Liefern die Amerikaner nicht, droht der Übernahme das Aus. Das Konsortium um den Finanzinvestor RHJ International hatte sich mit der Deutschen Bank vor knapp einem Jahr auf den knapp 400 Millionen Euro teuren Kauf der BHF-Bank geeinigt. Die vom deutschen Investmentbanker Leonhard Fischer geführte RHJ will die Bank mit dem britischen Institut Kleinwort Benson zusammenführen, das ihm bereits gehört.

Doch der Genehmigungsprozess erwies sich als überraschend langwierig. Die Bafin äußerte Zweifel an der Finanzkraft der künftigen Eigentümer und verlangte daher Nachweise über deren finanzielle Verlässlichkeit. „Die Aufseher wollen sich keinen neuen Problemfall schaffen”, sagte ein Insider. „Die BHF-Bank muss den ersten Gegenwind überstehen können.” Der US-Fondsriese Blackrock, der mit mehreren Fonds mehr als zehn Prozent an der BHF-Bank übernehmen soll, hat die geforderten Angaben nicht geliefert, wie es in Finanzkreisen heißt. RHJ wollte sich zu den Informationen nicht äußern. Von Blackrock und der Deutschen Bank war zunächst keine Stellungnahme zu erhalten.

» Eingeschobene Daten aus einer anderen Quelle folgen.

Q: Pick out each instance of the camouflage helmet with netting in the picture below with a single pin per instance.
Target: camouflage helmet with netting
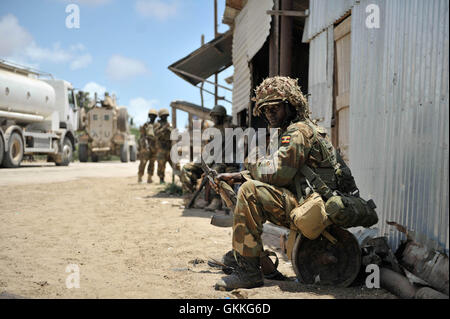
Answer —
(163, 112)
(218, 110)
(153, 112)
(280, 89)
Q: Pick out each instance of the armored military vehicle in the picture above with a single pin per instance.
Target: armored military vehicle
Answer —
(106, 132)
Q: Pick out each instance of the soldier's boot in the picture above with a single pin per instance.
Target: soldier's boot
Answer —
(216, 203)
(200, 203)
(246, 275)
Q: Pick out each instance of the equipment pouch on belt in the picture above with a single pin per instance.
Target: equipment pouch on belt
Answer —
(310, 217)
(351, 211)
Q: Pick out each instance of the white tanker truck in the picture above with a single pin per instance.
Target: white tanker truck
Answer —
(37, 116)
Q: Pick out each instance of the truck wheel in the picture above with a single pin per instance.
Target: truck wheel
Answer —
(122, 120)
(133, 153)
(2, 150)
(124, 153)
(83, 153)
(14, 152)
(66, 153)
(94, 157)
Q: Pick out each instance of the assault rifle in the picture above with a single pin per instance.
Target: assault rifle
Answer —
(225, 191)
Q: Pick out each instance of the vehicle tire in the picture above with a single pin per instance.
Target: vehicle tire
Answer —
(94, 157)
(133, 153)
(2, 150)
(124, 153)
(13, 154)
(122, 119)
(66, 153)
(83, 153)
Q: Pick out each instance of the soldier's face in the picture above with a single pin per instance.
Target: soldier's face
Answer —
(275, 114)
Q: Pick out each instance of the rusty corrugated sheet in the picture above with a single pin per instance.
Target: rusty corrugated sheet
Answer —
(320, 81)
(324, 13)
(252, 27)
(399, 108)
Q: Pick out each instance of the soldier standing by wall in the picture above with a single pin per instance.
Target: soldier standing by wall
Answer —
(219, 115)
(163, 129)
(147, 147)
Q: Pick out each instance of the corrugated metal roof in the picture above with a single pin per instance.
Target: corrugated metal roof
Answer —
(399, 108)
(323, 13)
(252, 27)
(210, 58)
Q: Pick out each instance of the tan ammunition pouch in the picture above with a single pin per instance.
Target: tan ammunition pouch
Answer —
(311, 219)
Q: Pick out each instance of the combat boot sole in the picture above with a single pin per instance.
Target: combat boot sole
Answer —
(235, 281)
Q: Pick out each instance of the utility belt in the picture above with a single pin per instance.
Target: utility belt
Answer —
(320, 206)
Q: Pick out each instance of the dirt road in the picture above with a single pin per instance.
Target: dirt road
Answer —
(127, 240)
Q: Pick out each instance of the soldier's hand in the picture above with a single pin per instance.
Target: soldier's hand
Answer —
(230, 178)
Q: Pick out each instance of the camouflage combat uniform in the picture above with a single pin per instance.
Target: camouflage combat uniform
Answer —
(272, 196)
(163, 130)
(147, 149)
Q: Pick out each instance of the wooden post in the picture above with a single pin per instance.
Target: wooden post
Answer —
(286, 40)
(274, 46)
(216, 89)
(174, 117)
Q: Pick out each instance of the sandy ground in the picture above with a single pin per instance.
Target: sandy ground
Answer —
(127, 239)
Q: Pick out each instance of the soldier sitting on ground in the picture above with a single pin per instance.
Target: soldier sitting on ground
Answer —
(192, 172)
(273, 194)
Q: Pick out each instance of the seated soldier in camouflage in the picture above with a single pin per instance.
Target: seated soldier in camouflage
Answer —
(271, 195)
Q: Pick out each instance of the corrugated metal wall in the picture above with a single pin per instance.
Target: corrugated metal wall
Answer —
(252, 27)
(320, 81)
(323, 13)
(399, 111)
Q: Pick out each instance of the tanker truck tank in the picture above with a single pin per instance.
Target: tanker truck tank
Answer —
(22, 94)
(37, 116)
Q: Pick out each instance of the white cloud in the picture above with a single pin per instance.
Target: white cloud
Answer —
(156, 9)
(91, 3)
(138, 109)
(122, 68)
(18, 45)
(81, 62)
(93, 88)
(55, 54)
(13, 37)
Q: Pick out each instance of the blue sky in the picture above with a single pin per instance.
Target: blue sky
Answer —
(122, 46)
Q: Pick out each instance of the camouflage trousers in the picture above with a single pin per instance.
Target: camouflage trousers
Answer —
(145, 158)
(256, 203)
(163, 157)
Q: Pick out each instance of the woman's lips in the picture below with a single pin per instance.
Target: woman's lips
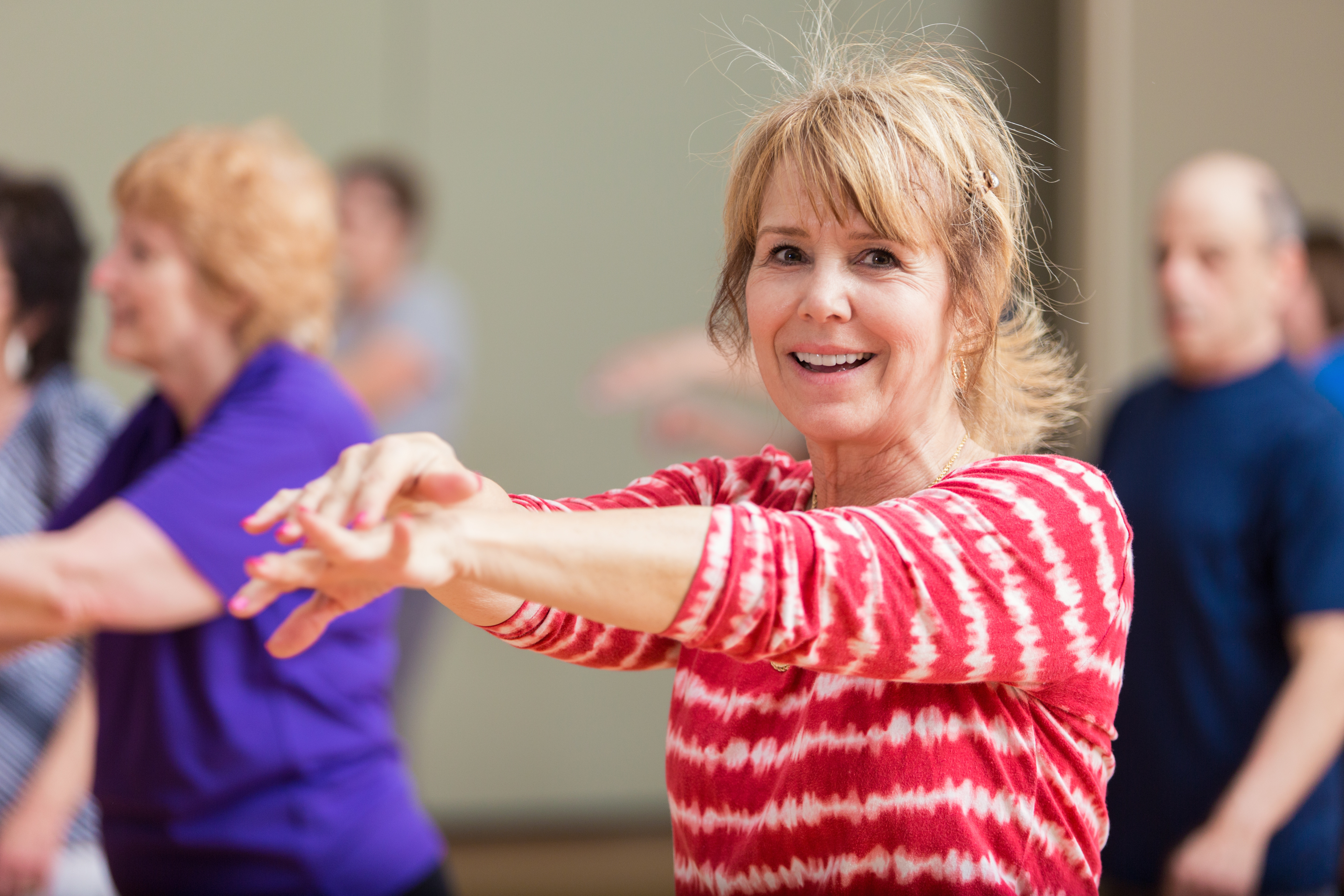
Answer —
(831, 363)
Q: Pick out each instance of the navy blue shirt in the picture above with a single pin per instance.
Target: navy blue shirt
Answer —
(222, 769)
(1237, 500)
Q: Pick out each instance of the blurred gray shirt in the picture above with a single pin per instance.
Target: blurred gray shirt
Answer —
(429, 310)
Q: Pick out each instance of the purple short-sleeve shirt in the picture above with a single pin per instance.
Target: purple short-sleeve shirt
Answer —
(221, 769)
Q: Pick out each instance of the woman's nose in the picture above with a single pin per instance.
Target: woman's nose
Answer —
(826, 298)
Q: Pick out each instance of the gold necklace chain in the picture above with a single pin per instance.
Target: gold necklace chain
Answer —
(947, 469)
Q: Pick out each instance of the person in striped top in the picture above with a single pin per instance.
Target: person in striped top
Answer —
(898, 663)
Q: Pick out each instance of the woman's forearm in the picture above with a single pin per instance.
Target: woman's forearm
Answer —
(113, 570)
(630, 569)
(34, 605)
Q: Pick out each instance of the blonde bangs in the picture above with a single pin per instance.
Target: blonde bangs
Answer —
(910, 138)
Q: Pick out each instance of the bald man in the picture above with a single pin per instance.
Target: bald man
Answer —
(1232, 471)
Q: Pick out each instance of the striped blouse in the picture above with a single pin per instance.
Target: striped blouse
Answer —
(953, 665)
(45, 460)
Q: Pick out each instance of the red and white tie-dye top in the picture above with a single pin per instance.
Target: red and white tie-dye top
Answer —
(955, 662)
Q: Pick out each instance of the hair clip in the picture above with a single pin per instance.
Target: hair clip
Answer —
(982, 183)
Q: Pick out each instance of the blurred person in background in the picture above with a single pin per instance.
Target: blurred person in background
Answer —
(898, 663)
(218, 769)
(1314, 323)
(1232, 471)
(667, 377)
(402, 344)
(53, 430)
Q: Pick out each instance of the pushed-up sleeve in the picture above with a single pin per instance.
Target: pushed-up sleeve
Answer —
(573, 639)
(1017, 570)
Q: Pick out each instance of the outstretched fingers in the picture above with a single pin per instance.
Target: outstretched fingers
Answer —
(304, 626)
(273, 575)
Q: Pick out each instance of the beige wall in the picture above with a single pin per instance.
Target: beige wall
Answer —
(565, 142)
(1148, 84)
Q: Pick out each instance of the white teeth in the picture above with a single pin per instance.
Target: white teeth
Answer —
(833, 360)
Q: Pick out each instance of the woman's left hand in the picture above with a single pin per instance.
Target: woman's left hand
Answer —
(347, 570)
(1217, 860)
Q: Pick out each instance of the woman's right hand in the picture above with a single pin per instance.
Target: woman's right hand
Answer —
(371, 481)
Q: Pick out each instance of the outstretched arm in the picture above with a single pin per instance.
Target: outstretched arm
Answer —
(1300, 738)
(628, 569)
(113, 570)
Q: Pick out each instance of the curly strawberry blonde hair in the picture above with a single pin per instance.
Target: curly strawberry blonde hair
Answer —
(909, 135)
(257, 214)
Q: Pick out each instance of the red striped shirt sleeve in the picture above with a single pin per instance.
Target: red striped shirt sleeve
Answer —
(1015, 570)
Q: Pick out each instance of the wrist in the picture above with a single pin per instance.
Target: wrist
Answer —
(1242, 819)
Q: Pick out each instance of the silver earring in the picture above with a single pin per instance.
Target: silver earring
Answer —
(15, 357)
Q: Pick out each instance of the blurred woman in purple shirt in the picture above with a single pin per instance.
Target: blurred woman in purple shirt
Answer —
(221, 770)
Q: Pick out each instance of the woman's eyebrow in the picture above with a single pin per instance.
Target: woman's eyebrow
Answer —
(781, 232)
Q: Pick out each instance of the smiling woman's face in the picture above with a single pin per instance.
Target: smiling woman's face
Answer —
(155, 295)
(851, 331)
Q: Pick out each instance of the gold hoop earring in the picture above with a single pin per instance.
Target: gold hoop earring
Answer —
(966, 375)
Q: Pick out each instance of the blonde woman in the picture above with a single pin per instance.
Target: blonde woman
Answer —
(898, 663)
(221, 770)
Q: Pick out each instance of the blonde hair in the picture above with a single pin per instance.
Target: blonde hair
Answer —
(256, 211)
(909, 135)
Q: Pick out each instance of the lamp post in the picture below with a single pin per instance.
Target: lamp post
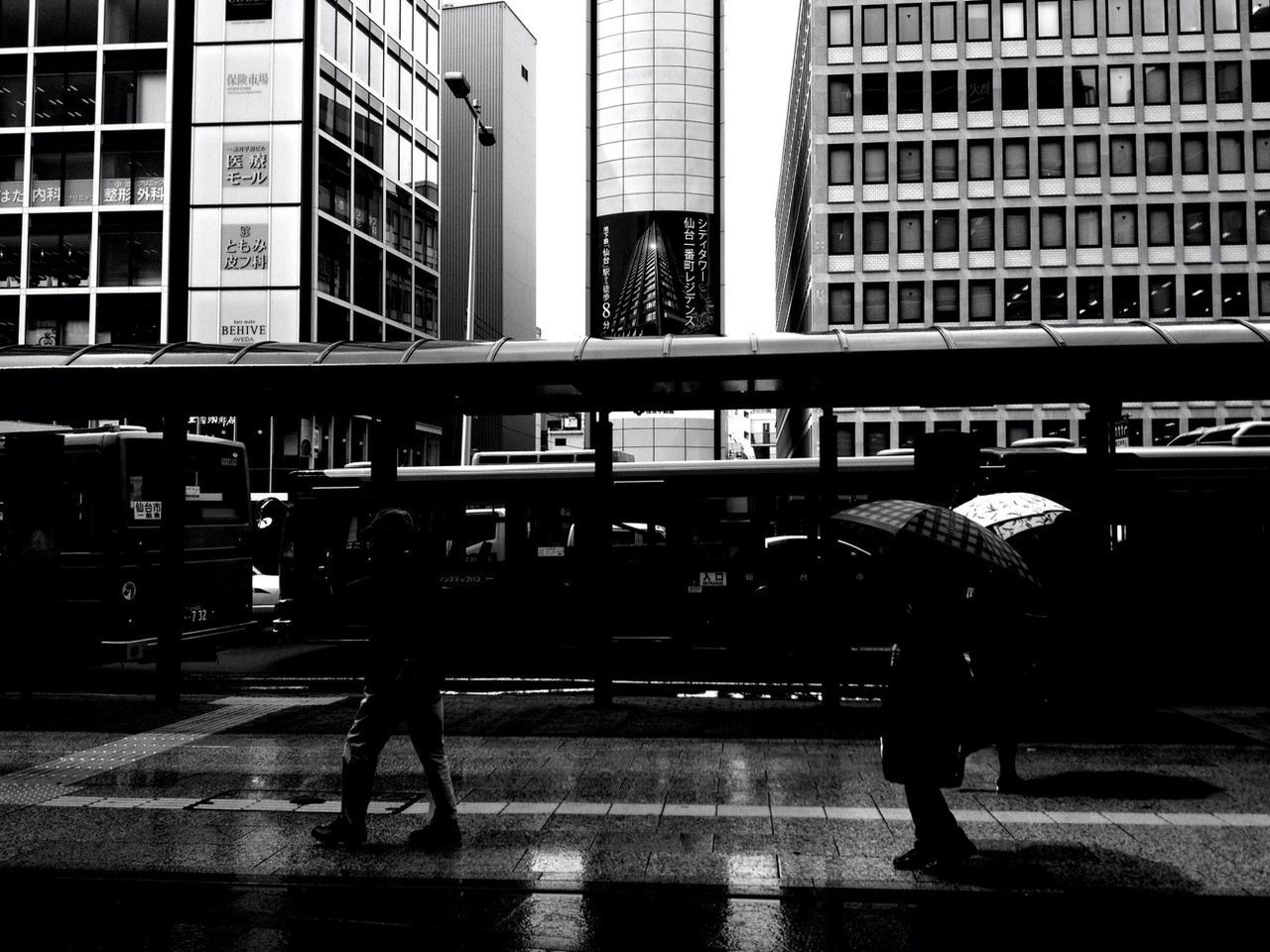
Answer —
(484, 135)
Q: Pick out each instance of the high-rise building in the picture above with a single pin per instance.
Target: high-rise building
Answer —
(497, 55)
(656, 168)
(223, 172)
(1066, 162)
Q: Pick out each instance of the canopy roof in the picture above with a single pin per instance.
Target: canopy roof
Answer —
(960, 366)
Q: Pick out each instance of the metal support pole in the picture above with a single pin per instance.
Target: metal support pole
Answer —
(602, 542)
(828, 502)
(169, 599)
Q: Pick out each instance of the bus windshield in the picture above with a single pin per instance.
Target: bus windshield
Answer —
(214, 488)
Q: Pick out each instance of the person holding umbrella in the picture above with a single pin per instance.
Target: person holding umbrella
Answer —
(933, 563)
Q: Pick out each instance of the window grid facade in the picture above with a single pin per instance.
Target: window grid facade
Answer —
(1079, 162)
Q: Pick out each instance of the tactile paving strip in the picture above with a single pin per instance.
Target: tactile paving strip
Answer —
(59, 777)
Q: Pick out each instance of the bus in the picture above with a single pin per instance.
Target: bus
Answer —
(107, 543)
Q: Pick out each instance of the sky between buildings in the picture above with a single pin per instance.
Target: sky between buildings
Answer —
(758, 45)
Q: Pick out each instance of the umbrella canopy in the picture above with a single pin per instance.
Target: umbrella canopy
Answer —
(897, 522)
(1010, 513)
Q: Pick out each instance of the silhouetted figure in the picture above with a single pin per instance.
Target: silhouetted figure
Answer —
(399, 684)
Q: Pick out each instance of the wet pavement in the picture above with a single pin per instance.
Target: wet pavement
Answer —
(729, 824)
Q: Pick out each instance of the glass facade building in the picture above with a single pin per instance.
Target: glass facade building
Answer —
(1014, 162)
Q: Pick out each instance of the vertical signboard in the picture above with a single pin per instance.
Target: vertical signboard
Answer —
(656, 148)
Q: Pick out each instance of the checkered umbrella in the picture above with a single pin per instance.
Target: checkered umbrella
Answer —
(1010, 513)
(889, 521)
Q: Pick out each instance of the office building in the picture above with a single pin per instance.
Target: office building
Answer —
(654, 168)
(497, 55)
(1000, 163)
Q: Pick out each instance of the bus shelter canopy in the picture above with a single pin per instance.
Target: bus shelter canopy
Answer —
(955, 366)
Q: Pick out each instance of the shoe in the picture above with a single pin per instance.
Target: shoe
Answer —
(340, 832)
(437, 835)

Ein Bafin-Sprecher wollte das Ultimatum nicht bestätigen. „Uns liegen noch nicht alle Anzeigen vollständig vor. Daher können wir den Fall noch nicht abschließend beurteilen”, sagte er. Zu dem Investorenkonsortium gehören neben RHJ und Blackrock auch der Unternehmer Stefan Quandt und die chinesische Fosun Group. Blackrock gehört mit neun Prozent auch zu den größten Anteilseignern an RHJ. Auf der Hauptversammlung von RHJ im Juni hatte Fischer eine Revolte von Hedgefonds abgewendet, die den Kauf der BHF-Bank für zu riskant gehalten hatte.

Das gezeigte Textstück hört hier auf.